Two thousand years ago Jews in Palestine believed John the Baptist to be the messiah who would end the Roman occupation. It must have been an unbelievable shock when Herod had him arrested and killed.
Apparently the Roman government perceived a similar threat in Jesus because his execution on the cross was uniquely Roman. But this time it would end differently. Eventually this man who began life like everyone else, as a newborn baby, would become the inspiration for Western Civilization. In his own time however, he embodied a victory beyond the reach of the Romans.
Pope Francis’s Tweets about Advent have influenced my thoughts about Christmas this year. The religion of my youth didn’t have much to say about its observance but I’ve learned that Advent is ‘a period of spiritual preparation for the coming of the Lord’. My interpretation of this is that Christianity is not simply a straight line from the birth of Jesus to his return at the apocalyptic end of the world. Jesus returns every year.
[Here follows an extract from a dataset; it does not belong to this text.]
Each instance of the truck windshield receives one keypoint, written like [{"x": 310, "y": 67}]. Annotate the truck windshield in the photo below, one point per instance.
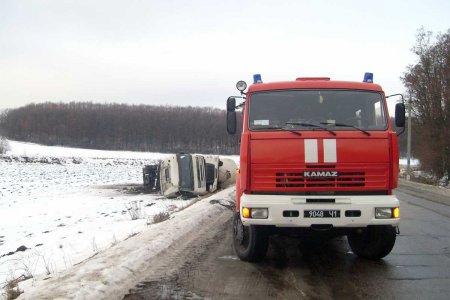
[{"x": 311, "y": 109}]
Obviously the religion that Jesus inspired addresses a different set of problems than those addressed by John the Baptist. However Christianity has more in common with Judaism than it ever had with the Mysteries. The Mysteries were a serious rival in the time of Jesus and they continue to compete with the Christian religion today. They tell of a different sort of fisherman from the one known in the gospels. The fisherman of the Mysteries is cruel and merciless. Robert Eisler took great care to make this distinction in his book, Orpheus The Fisher, but that’s a discussion for another time. Today there is a newborn babe lying in a manger.